Susan Magsamen is the Senior Vice President of Early Learning at global learning company Houghton Mifflin Harcourt. She is a member of the Educational Advisory Board for The Goddard School and senior advisor to The Science of Learning Institute and Brain Science Institute at Johns Hopkins University. This piece was originally published on HMH’s blog.
One of my favorite sayings is “If you take care of the moments, the years will take care of themselves.” I can think of no other moment more precious and invaluable to ensuring a strong foundation than reading with a child – whether in the classroom, at home or in the library.
Language and literacy is the foundation for all learning. It’s a major portal through which the other learning domains unfold including math, science, social studies, creative expression, proficiency with technology, social /emotional development, 21st century skills, executive functioning and healthy, physical development.
We know that children acquire early, emergent literacy skills through various verbal and non-verbal forms. Books, in both print and digital form, have a well-earned and beloved role to play in supporting early literacy. They offer a unique progression of experiences.
While digital content brings its own unique benefits in terms of interaction and engagement, exposing young children to real books —so they have a full tactile and sensory experience of books — is always a good idea. Letting young children spend time alone with books, turning the pages and having an “up close and personal” involvement with the pictures and the letters on the page can stimulate their imagination and set the stage for self-driven exploration.
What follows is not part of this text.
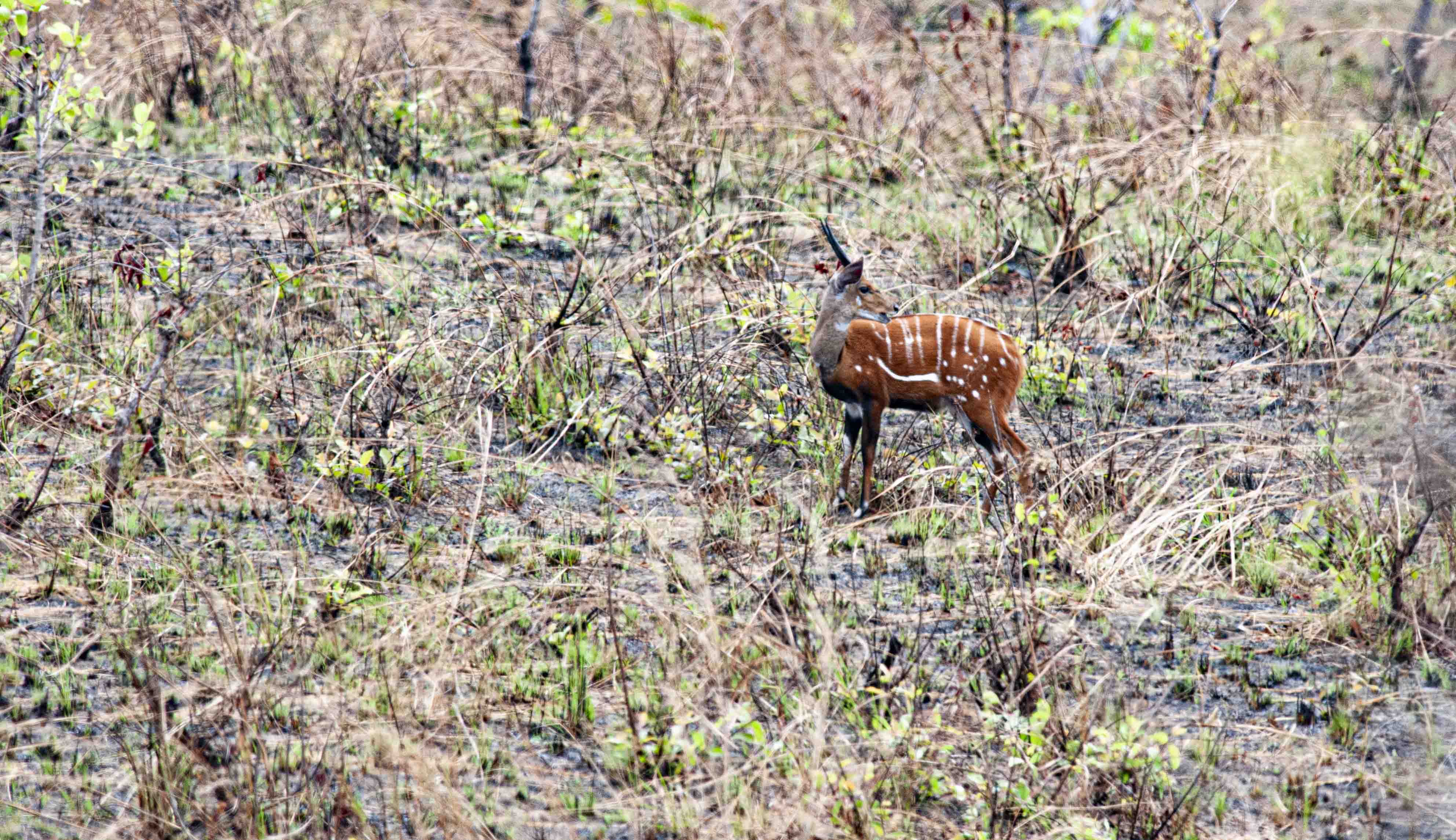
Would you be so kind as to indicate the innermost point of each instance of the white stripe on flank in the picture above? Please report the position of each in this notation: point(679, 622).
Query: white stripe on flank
point(939, 319)
point(919, 378)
Reading books to children is equally valuable and establishes an especially positive and meaningful relationship as you read together. That meaningful relationship is the seedbed upon which a child’s confidence can flourish.
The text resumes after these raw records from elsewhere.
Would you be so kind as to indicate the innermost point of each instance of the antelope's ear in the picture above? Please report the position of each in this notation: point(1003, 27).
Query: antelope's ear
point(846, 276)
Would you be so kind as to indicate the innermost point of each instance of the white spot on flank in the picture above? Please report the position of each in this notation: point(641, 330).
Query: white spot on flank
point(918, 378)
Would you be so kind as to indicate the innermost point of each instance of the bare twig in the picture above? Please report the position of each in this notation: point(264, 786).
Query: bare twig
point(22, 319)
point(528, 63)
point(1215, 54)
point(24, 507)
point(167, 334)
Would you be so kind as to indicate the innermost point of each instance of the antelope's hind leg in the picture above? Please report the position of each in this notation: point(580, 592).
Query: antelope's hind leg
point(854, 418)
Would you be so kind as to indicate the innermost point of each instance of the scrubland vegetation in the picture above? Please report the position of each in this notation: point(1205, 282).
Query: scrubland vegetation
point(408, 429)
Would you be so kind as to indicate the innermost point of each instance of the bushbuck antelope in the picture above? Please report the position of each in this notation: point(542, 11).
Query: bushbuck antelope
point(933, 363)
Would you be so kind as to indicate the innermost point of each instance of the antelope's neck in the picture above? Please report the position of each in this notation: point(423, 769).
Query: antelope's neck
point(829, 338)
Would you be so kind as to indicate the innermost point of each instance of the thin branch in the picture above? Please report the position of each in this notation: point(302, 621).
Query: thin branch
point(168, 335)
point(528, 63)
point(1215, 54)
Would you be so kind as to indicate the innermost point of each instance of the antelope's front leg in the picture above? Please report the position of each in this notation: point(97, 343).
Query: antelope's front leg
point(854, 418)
Interactive reading takes this a step further. Though it sounds like a tech term, it doesn’t have to be. It’s simply a style of reading with children that uses all elements of the book as a springboard for fuller exploration. That exploration might lead you to an app, online or real-time activity. For example, a story about baking cookies could lead to actual cookie baking; a story about finding a treasure could lead to drawing a treasure map.
Editor and author Jason Boog, is a real champion of interactive reading. Here he shares a list of print books provided by the American Library Association that are rich with opportunities for interactive reading.
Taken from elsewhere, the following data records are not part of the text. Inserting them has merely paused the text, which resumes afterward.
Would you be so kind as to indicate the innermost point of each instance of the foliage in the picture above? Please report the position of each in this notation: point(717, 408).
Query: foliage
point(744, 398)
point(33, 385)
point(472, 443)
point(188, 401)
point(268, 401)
Below are just a few examples of some great interactive reading books that support important skill development for early learners to get you started:
Social Emotional Development:
- “Go Away Big Green Monster” by Ed Emberly
This book helps children unpack their fear of the unknown by literally taking it apart one page at a time.
- “If You Give A Mouse a Cookie” by Laura Numeroff
There is no better way to understand process, consequences, and cause and effect than these delightful books.
- “Curious George Saves His Pennies” by H.A. Rey
Helping young children learn and understand self-regulation and judgment are essential skills for lifelong success. Curious George explores through playful trial-and-error exploration.
21st Century Skills:
- “Jumanji” by Chris Van Allsburg
Innovation, creative problem solving, and collaboration are demonstrated through this amazing adventure where the world changes all the time.
- “Ultimate Weird But True,” National Geographic
Packed with tons of really cool, wacky facts that get little kids totally excited and engaged about the real world.
Over the next several weeks I look forward to discussing the power of language and literacy from some unusual points of view. What does gesture, behavior modeling, sound and vocabulary have to do with learning critical skills? How do you foster a love of reading with so many distractions? How do you use ebooks and other digital media and tools effectively to inspire a love of language and words? I will also provide ideas, recommendations and tips on ways to engage young learners.